View Eastern OR: Day 1 in a larger map

Start: My house, Portland
End: Clear Lake, Mt Hood National Forest
Miles Biked: 66

Today did not start auspiciously. Since I’d been working a lot, and since I didn’t have super far to bike today, I’d decided to have a nice leisurely morning and brunch with James. So at maybe noon or so, the two of us rolled out of our house, me to set forth for two weeks of adventure; him to keep me company to the end of the Springwater Corridor.

Not only was it miserably drizzly, about 2 miles from my house I realized that I’d left my cell phone behind. A whole ridiculous comedy of errors ensued in which James and I got separated, totally misunderstood each other several times and spent, oh, an hour or so pointlessly standing around in the rain waiting for the other to show up. LAME. I’d sort of decided just to give up on the whole day and leave the next, but then I found James again and he convinced me that I was being dumb. So away we went, much later and more wet than I had hoped.

(James needed windshield wipers for his glasses)

Despite those ridiculous beginnings, though, it turned out to be a good day. The rain mostly stopped by the time I got to Sandy, and though it persisted in being gray and gloomy, at least I was able to dry out, stay warm, and, when it came time for it, set my camp up under dry skies.

This is the first substantial bike trip I’ve taken without an odometer, so all the mileages I’m keeping track of here are just recreated approximations from google maps. Honestly, it was kind of nice not to have one–it meant less time spent looking at how far I’d gone and how fast, and more time looking around me. Though Highway 26 is not a fantastic road to look around on. The shoulder is decent in most places, but the traffic is loud, fast, and abundant; it feels a little unsafe to spend too much time looking at anything except for straight ahead. Though it’s a “scenic byway,” I felt like I didn’t have much space to enjoy the scenery even if I had been able to see it behind all those rain clouds. I think I could live the rest of my life without needing to bike this part of Highway 26 again.

Clear Lake, though, was lovely. It has an established campground that seems like it’d be pretty sweet, but since I was there before Memorial Day it wasn’t open yet. It’s in the Mt Hood National Forest, though, so you can camp anywhere–I just found some flat ground by the lake and set myself up in my new and fantastic tent.

(Big Agnes’ Copper Spur is where it’s at: lightweight, easy to set up, spacious, and basically everything I want in a portable home)

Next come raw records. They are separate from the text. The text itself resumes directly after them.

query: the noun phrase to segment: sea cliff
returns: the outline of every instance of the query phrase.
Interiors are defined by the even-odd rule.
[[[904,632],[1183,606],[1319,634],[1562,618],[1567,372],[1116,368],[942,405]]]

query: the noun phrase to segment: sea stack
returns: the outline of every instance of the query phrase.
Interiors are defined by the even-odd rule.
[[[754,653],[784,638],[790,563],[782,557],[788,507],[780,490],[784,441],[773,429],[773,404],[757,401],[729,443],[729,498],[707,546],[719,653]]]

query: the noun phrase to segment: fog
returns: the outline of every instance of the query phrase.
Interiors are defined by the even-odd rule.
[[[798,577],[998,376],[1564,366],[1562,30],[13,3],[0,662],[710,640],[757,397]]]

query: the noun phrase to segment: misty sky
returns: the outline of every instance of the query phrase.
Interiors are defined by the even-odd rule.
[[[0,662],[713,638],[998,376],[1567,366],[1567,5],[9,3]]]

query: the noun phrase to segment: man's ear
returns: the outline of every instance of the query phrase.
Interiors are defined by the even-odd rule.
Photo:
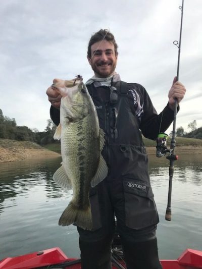
[[[87,57],[87,58],[88,59],[89,65],[91,65],[91,61],[90,61],[91,59],[88,56]]]

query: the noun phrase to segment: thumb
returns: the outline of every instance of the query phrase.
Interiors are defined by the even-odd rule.
[[[176,82],[177,81],[177,76],[176,76],[174,78],[174,79],[173,79],[173,85],[175,83],[175,82]]]

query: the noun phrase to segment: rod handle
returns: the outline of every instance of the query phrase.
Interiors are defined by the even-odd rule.
[[[171,207],[168,207],[166,208],[166,221],[171,221]]]

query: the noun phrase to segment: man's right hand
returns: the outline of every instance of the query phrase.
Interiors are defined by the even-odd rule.
[[[58,82],[59,80],[58,79],[55,79],[53,80],[53,83]],[[48,100],[53,106],[56,109],[60,109],[62,96],[58,93],[58,91],[55,90],[53,85],[47,89],[46,94],[48,96]]]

This is maybe more personal than a bikey blog needs to be, but the day that I left Portland, the 20th of May, would be my dad’s birthday if he were still alive. Seeing as I largely credit (and sometimes curse:) Dad for the crazy wanderlust I’ve grown up to have, it felt entirely fitting that I spent the evening thinking of him while I ate my dinner on a lakeshore 65 miles from Portland, on the cusp of grand adventure. Like I’ve mentioned before, I definitely would not be where and who I am today (and definitely would not be taking bike adventures) without the influence of so, so, so many people–it was nice to start out my trip, then, remembering the invisible strings of past and present attachment.

I went to bed that night in the quiet of non-mechanized space, something I’d very much been looking forward to about this trip. Nothing but birds and the sound of water to lull this chica to sleep…

So psyched to set off on bike adventure!